Note: this article first appeared in the March 2010 Issue (Volume 23, No. 3) of ASPects, The Monthly Newsletter of the Association of Shareware Professionals.

When doing a little reading about how to test software you will quickly find that there are a lot ways to test software with a lot of different terms used. In this article I will give a brief overview of the various types of testing commonly used in Software Testing, as well as provide advice on when each type of testing is appropriate.

Black box Testing

Black box and White box testing, are two of the more common terms you'll see when it comes to testing. These are, however, more of a way of classifying testing then actual testing types. The theory behind Black box testing, is, that while testing, you treat the software application as a black box, that you cannot see into. In other words, you have no idea of its inner workings, and you test it, based inputs and expected outputs. As an example, consider a simple calculator application. With Black box testing, you have no idea how the calculator was coded, what language was used, what algorithms are used, how data is stored, etc. You just see a calculator that you can test by entering various calculations and checking that the application gives the correct answer. In practice, Black box testing would only occur in some kind of User Acceptance testing, Beta testing, or some other kind of testing where a third party is doing the testing. For any testing done 'in-house', the tester would typically have at least some knowledge of the architecture of the software.

White box Testing

White box testing, is on the opposite end of the testing spectrum. In White box testing, the tester has intimate knowledge of the architecture and the code. This knowledge allows the testers to tailor their tests to test specific potential problem areas. For example, if some data value is stored as a 16-bit signed integer the tester can try to see what happens if values greater than 2¹⁵ are used. As another example, if the tester knows that the back end is using a relational database, they may try entering data what contains some of the SQL keywords or reserved characters such as LIKE or %. Having internal knowledge of the software can also help make testing more efficient. For example, if the tester knows that the same sorting algorithm is used on several of the application's screens, they can test sorting on one of the screens more thoroughly and then only do a quick test of sorting on the other screens, making the assumptions that the same defects will be found on all the screens.

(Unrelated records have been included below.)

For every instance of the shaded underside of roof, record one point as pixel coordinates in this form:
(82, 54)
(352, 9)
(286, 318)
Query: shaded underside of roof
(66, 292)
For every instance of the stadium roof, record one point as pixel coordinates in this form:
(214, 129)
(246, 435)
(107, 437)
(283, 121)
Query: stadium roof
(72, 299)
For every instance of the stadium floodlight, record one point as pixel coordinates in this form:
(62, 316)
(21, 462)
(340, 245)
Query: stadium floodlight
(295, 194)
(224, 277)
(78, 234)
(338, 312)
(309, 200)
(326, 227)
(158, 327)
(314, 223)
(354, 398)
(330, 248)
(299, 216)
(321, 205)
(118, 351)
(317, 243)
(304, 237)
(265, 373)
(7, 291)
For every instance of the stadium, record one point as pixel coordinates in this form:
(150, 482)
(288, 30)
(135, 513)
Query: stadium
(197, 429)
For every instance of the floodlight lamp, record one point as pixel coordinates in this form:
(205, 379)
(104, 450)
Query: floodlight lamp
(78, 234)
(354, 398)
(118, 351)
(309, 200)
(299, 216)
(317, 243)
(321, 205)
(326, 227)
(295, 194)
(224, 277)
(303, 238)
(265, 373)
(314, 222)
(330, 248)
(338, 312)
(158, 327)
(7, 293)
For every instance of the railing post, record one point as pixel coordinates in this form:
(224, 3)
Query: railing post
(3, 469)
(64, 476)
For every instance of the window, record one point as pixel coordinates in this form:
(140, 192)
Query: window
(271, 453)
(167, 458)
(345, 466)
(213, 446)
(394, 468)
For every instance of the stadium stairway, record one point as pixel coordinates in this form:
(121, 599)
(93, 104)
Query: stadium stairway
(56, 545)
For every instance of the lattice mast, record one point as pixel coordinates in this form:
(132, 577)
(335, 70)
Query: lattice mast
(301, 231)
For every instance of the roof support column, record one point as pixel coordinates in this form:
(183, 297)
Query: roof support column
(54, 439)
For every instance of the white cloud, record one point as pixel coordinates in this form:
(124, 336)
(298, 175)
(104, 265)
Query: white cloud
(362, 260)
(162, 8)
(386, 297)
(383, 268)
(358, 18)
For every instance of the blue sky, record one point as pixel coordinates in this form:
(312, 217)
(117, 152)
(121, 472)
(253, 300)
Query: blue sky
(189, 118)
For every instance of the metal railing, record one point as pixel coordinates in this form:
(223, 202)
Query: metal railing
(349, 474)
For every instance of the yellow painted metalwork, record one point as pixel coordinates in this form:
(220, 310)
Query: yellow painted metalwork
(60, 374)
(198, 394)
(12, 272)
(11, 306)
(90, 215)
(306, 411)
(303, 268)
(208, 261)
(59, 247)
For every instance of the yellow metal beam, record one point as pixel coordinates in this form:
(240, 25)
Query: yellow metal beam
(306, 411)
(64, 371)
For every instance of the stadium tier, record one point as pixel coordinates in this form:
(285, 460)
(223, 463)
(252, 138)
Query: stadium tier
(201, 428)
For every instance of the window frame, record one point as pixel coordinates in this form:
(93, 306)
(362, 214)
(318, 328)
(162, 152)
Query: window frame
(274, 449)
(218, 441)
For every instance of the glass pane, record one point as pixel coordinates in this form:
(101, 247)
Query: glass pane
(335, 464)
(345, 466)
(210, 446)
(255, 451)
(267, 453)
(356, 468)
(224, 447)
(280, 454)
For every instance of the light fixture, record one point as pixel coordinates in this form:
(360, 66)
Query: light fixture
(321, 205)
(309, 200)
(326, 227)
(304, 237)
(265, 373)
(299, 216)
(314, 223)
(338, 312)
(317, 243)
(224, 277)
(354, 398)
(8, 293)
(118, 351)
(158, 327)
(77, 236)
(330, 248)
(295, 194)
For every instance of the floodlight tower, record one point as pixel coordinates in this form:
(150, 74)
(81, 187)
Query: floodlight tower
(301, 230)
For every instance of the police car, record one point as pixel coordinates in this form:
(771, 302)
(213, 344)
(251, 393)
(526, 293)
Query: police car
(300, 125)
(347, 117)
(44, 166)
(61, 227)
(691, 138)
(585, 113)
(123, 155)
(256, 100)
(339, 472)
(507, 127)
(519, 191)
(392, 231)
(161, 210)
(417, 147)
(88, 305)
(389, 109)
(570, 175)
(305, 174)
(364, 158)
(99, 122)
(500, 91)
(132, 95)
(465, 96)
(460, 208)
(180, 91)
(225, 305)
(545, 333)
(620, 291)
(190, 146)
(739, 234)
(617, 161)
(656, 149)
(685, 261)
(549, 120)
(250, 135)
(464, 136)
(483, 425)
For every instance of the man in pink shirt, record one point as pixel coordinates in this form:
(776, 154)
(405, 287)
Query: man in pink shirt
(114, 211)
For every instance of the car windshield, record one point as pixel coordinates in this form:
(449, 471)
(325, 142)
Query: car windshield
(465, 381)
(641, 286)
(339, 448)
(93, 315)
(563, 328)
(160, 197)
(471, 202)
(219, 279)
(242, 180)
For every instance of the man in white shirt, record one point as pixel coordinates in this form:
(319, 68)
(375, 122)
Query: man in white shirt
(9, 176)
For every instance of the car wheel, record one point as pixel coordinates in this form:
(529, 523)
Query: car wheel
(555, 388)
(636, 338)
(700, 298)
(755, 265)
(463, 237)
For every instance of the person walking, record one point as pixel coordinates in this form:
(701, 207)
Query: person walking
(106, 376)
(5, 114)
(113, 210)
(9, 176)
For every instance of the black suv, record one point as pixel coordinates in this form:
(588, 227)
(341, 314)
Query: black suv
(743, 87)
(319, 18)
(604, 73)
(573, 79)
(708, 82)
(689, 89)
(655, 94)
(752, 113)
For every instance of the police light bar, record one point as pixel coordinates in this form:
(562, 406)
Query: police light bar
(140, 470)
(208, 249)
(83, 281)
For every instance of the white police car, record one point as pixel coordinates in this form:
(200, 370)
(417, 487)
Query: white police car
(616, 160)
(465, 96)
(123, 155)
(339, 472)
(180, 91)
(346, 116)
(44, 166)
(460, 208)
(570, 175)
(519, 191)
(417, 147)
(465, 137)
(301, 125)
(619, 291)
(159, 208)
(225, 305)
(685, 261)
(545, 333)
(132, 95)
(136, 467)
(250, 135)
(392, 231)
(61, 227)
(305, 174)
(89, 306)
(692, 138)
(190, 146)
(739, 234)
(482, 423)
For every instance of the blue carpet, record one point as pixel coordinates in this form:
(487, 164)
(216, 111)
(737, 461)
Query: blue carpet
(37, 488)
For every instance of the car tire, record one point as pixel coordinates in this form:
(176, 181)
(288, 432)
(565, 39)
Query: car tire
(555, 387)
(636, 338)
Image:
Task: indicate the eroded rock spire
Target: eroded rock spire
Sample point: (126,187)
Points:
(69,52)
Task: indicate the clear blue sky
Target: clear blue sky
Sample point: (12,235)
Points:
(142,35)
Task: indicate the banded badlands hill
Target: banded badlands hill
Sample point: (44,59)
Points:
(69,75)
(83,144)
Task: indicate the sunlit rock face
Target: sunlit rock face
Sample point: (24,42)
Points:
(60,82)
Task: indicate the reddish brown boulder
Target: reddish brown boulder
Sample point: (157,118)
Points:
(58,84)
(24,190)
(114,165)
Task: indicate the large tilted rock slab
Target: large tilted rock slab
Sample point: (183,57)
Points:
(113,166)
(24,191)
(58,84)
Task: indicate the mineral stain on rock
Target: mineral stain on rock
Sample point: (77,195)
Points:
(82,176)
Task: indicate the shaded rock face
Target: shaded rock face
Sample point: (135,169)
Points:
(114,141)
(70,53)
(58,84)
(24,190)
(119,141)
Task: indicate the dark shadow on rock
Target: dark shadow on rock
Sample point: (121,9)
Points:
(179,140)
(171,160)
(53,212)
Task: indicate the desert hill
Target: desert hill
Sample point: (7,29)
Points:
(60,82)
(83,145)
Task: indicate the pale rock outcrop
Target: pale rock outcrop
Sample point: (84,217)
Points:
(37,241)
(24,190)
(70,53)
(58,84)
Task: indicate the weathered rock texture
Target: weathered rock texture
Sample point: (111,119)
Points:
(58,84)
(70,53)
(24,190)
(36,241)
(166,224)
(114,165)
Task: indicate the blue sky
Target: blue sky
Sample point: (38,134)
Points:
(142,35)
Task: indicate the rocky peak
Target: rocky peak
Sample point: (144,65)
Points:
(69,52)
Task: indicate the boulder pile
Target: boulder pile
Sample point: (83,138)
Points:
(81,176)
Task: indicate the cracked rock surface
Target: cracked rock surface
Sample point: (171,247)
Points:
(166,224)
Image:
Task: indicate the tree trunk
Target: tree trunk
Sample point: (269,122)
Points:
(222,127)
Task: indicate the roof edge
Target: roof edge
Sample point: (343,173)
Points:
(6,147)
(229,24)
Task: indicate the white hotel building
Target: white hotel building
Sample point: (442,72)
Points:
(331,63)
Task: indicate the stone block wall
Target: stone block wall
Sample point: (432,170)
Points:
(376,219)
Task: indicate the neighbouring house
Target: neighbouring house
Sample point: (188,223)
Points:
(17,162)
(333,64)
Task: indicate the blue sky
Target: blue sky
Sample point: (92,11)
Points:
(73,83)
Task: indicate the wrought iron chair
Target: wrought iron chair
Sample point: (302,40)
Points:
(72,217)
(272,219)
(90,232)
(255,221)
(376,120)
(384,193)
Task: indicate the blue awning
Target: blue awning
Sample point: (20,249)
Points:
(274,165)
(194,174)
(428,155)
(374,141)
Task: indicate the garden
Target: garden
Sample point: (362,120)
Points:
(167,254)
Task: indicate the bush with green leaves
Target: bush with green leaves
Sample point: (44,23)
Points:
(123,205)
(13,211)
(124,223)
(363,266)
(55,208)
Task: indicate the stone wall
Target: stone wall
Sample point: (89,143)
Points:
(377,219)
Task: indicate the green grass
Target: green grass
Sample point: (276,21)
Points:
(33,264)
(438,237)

As I mentioned, Black box and White box testing are more classifications than actual forms of testing, and form the ends a of a continuum along which other testing types fit. Traditional software testing, performed by an in-house test team is neither all Black box or all White box and is often referred to as Gray box testing.

Unit Testing

On the testing continuum, Unit Testing lies far on the White box side of things. Unit testing it the testing done by developers while they are developing their code. With unit testing, whenever you write a method, function, class, etc. you should be writing a corresponding unit test (or more typically a set of tests). These unit tests should test all aspects of this method, function or class. For example, if you write a function that parses a String and searches for any numbers in the String, you would write several unit tests that would thoroughly test this function, testing for both positive (String that contains numbers) and negative (String with no numbers) results, and testing any error handling, such as inputting an empty String.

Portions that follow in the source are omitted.